Finlayson Green is one of five sites designated by the Urban Redevelopment Authority as landmark locations for prominent sculptures under the Public Sculptures Masterplan 2002.
The work at Finlayson Green is the first sculpture to be installed in the five locations.
When it is completed at the end of the year, it will join the more than 350 public sculptures scattered across Singapore.
The $2-million work, which weighs 44 tonnes, will stand at 18.35m. It will be taller than the 13m-high Snowman at VivoCity mall, which stands the tallest currently.
It is funded by the group of companies which developed One Raffles Quay, namely Cheung Kong (Holdings), Hongkong Land and Keppel Land.
The designer is Israeli sculptor David Gerstein, whose public sculptures can be found in countries like Russia and the United States.
The steel structure will ‘depict an upward spiral of progress and capture the energy and momentum’ of the Central Business District, he says.
The Jerusalem-based artist, 62, tells Life! in a telephone interview: ‘Like every big monument in the world, it needs to be visually impressive and size counts as well. My ambition was to do something that would last for years and have it become an icon.’
He is known for his painted metal sculptures, which fuse bold colours with finely wrought dashes and fluid curved lines resembling human figures.
He started out as a painter but switched to sculpture in 1980 to ‘make my life more difficult but also more interesting’.
He says: ‘Most sculptures want to reveal the properties of their materials. But I wanted to find a way to bridge painting with sculpture.

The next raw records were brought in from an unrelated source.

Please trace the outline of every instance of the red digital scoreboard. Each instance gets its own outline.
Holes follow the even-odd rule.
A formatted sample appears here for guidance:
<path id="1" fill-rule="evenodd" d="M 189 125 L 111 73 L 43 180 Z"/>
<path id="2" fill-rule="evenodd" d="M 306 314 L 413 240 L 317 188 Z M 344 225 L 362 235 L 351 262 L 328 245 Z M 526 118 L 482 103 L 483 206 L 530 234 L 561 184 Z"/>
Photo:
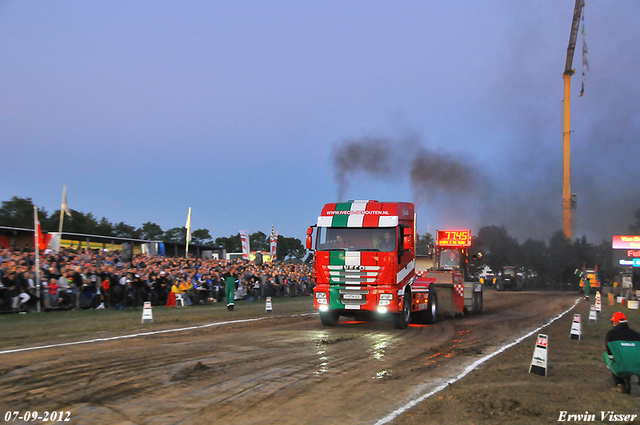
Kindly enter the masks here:
<path id="1" fill-rule="evenodd" d="M 438 246 L 471 246 L 471 230 L 437 230 L 436 244 Z"/>

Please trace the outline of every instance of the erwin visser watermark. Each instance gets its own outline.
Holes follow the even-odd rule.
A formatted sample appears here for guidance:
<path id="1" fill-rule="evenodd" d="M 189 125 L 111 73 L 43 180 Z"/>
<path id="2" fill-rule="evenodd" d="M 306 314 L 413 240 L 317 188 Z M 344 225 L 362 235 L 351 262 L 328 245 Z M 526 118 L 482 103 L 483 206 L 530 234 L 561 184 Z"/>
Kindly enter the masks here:
<path id="1" fill-rule="evenodd" d="M 601 410 L 600 414 L 589 413 L 568 413 L 561 410 L 558 416 L 558 422 L 632 422 L 638 417 L 632 413 L 616 413 L 613 410 Z"/>

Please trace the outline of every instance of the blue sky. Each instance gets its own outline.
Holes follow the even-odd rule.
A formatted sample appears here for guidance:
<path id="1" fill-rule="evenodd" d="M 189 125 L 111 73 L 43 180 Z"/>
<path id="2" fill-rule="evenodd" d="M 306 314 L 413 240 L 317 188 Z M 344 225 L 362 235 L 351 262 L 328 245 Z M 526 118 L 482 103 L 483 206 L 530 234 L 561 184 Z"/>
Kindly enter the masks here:
<path id="1" fill-rule="evenodd" d="M 419 231 L 562 225 L 562 72 L 574 1 L 0 2 L 0 200 L 214 237 L 303 239 L 322 205 L 415 201 Z M 572 78 L 575 236 L 640 207 L 640 2 L 589 1 Z M 390 172 L 336 153 L 383 140 Z M 359 145 L 366 149 L 366 144 Z M 469 188 L 411 184 L 417 152 Z M 468 188 L 467 188 L 468 189 Z"/>

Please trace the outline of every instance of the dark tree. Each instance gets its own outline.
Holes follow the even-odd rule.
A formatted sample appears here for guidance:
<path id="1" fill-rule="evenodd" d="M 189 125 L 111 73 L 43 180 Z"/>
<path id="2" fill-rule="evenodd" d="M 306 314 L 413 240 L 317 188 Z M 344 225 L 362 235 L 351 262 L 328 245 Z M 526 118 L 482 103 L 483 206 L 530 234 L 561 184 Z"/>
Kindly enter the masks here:
<path id="1" fill-rule="evenodd" d="M 424 235 L 418 235 L 418 240 L 416 241 L 416 254 L 426 255 L 429 256 L 429 258 L 432 258 L 433 242 L 433 235 L 429 232 Z"/>
<path id="2" fill-rule="evenodd" d="M 276 246 L 276 260 L 286 261 L 296 259 L 302 261 L 307 255 L 307 249 L 298 238 L 287 238 L 278 235 L 278 245 Z"/>
<path id="3" fill-rule="evenodd" d="M 160 226 L 150 221 L 142 223 L 141 231 L 142 239 L 147 239 L 150 241 L 162 239 L 162 235 L 164 234 Z"/>
<path id="4" fill-rule="evenodd" d="M 255 232 L 249 235 L 249 247 L 252 251 L 269 252 L 269 237 L 264 232 Z"/>
<path id="5" fill-rule="evenodd" d="M 96 226 L 96 234 L 102 236 L 114 236 L 113 224 L 106 218 L 102 217 L 102 219 Z"/>
<path id="6" fill-rule="evenodd" d="M 58 211 L 58 222 L 59 219 L 60 211 Z M 80 211 L 71 210 L 71 217 L 64 217 L 62 230 L 64 232 L 95 234 L 97 228 L 98 221 L 93 217 L 93 214 L 84 214 Z"/>
<path id="7" fill-rule="evenodd" d="M 481 228 L 476 237 L 475 249 L 482 254 L 482 262 L 494 273 L 498 273 L 504 266 L 521 266 L 520 245 L 504 226 Z"/>
<path id="8" fill-rule="evenodd" d="M 578 266 L 573 254 L 571 241 L 562 230 L 558 230 L 549 240 L 548 250 L 549 277 L 561 289 L 577 289 L 577 279 L 575 270 L 582 268 Z"/>
<path id="9" fill-rule="evenodd" d="M 114 236 L 117 236 L 119 238 L 140 239 L 142 230 L 136 229 L 135 227 L 129 226 L 128 224 L 124 224 L 121 221 L 113 227 L 113 233 Z"/>
<path id="10" fill-rule="evenodd" d="M 191 232 L 191 242 L 200 245 L 211 242 L 209 229 L 198 229 Z"/>
<path id="11" fill-rule="evenodd" d="M 546 244 L 542 241 L 527 239 L 522 244 L 521 252 L 524 277 L 538 284 L 546 283 L 549 273 Z"/>
<path id="12" fill-rule="evenodd" d="M 38 219 L 40 220 L 40 225 L 45 227 L 47 212 L 44 208 L 38 208 Z M 2 202 L 2 208 L 0 208 L 0 226 L 33 229 L 33 225 L 33 202 L 31 198 L 14 196 L 10 201 Z"/>
<path id="13" fill-rule="evenodd" d="M 186 227 L 174 227 L 164 232 L 163 240 L 172 242 L 185 242 L 187 239 Z"/>
<path id="14" fill-rule="evenodd" d="M 222 245 L 227 252 L 242 252 L 240 233 L 235 236 L 216 238 L 216 245 Z"/>

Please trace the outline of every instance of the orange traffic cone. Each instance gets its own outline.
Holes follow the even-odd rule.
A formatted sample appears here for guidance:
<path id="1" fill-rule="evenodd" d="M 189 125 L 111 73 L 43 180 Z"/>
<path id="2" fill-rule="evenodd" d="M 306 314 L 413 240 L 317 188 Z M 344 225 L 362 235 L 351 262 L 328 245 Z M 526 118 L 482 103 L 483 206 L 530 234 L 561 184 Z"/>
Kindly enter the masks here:
<path id="1" fill-rule="evenodd" d="M 173 292 L 169 292 L 169 299 L 167 300 L 167 307 L 175 307 L 176 306 L 176 294 Z"/>

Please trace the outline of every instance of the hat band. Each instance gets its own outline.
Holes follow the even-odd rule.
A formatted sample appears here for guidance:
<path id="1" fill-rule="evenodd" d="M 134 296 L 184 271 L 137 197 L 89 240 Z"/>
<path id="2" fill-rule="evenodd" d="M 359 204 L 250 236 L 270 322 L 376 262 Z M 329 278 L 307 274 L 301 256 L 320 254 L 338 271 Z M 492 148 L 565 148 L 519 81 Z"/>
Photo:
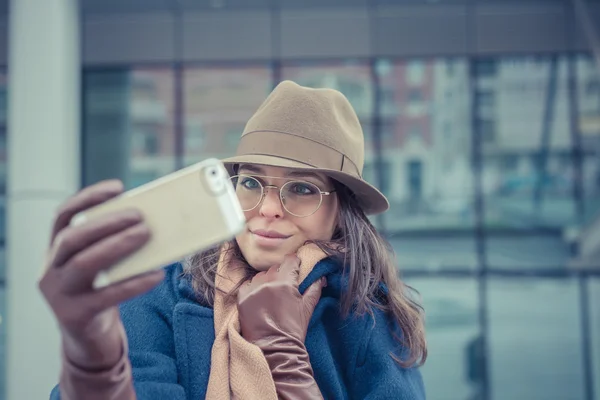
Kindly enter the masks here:
<path id="1" fill-rule="evenodd" d="M 240 139 L 237 156 L 266 155 L 297 161 L 313 168 L 331 169 L 360 177 L 356 164 L 322 143 L 286 132 L 252 131 Z"/>

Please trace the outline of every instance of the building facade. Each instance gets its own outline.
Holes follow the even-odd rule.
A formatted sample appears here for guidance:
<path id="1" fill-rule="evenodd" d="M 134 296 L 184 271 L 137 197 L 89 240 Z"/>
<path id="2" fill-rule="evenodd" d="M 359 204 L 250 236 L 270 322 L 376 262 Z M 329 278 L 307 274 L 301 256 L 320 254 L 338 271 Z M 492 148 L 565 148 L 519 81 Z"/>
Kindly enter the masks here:
<path id="1" fill-rule="evenodd" d="M 35 285 L 56 206 L 231 155 L 283 79 L 357 111 L 364 176 L 392 205 L 372 221 L 426 310 L 428 398 L 600 399 L 600 67 L 572 2 L 19 0 L 4 14 L 0 399 L 58 379 Z"/>

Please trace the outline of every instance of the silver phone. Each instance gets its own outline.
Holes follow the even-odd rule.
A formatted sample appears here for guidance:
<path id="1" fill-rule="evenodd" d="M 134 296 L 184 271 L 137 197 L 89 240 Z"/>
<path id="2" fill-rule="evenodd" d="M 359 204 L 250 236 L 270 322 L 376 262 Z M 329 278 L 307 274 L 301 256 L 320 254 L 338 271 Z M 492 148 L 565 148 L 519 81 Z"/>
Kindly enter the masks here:
<path id="1" fill-rule="evenodd" d="M 96 288 L 162 268 L 230 240 L 246 224 L 227 170 L 212 158 L 85 210 L 71 224 L 131 208 L 142 213 L 151 238 L 141 249 L 98 274 Z"/>

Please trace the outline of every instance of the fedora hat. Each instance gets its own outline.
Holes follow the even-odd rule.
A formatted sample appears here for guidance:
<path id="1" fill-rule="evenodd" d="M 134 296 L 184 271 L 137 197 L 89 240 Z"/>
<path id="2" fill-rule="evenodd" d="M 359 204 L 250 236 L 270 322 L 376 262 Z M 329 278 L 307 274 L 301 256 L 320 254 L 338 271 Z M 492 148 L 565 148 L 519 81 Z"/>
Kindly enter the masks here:
<path id="1" fill-rule="evenodd" d="M 322 173 L 350 189 L 366 214 L 378 214 L 389 203 L 363 179 L 364 158 L 360 122 L 342 93 L 283 81 L 248 120 L 236 155 L 222 161 L 231 175 L 239 164 Z"/>

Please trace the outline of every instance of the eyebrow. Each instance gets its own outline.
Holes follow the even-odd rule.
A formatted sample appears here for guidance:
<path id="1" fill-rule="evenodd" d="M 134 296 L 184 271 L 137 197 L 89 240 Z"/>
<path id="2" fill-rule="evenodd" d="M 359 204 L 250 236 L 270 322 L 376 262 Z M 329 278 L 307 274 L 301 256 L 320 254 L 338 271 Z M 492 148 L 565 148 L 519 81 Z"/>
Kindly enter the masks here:
<path id="1" fill-rule="evenodd" d="M 264 175 L 264 170 L 256 165 L 240 165 L 240 171 L 241 170 L 246 170 L 248 172 L 253 172 L 255 174 L 263 174 Z M 286 174 L 286 177 L 296 177 L 296 178 L 315 178 L 318 179 L 320 182 L 325 183 L 323 181 L 323 178 L 321 178 L 319 175 L 315 174 L 314 172 L 309 172 L 309 171 L 291 171 L 288 172 Z"/>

‘I wanted to take painting out of the frame and try to give sculpture the intimacy of paintings.’
Mr David Martin, general manager of One Raffles Quay, says: ‘We believe the striking design will contribute to the 24/7 work, life and play buzz of the area. We hope that David’s sculpture will become synonymous with Singapore’s status as Asia’s financial hub, just like how the Charging Bull sculpture is to New York’s Wall Street.’
Gerstein says he wants to manipulate the viewer’s sense of time and experience of space with his work.
‘When I design an outdoors sculpture, I think of the space around it,’ he says.
‘There’re many high-rise buildings around the sculpture in Singapore and I wanted it to be seen from a distance so I made it even bigger than the first idea.’
He turned to books on Singapore and the Internet for inspiration and made a trip here.
He adds that most Israelis already know about Singapore, mostly about its efficient business side.
‘We take Singapore as an example of an orderly state. We’re researching how to organise transportation in Israel according to Singapore’s.’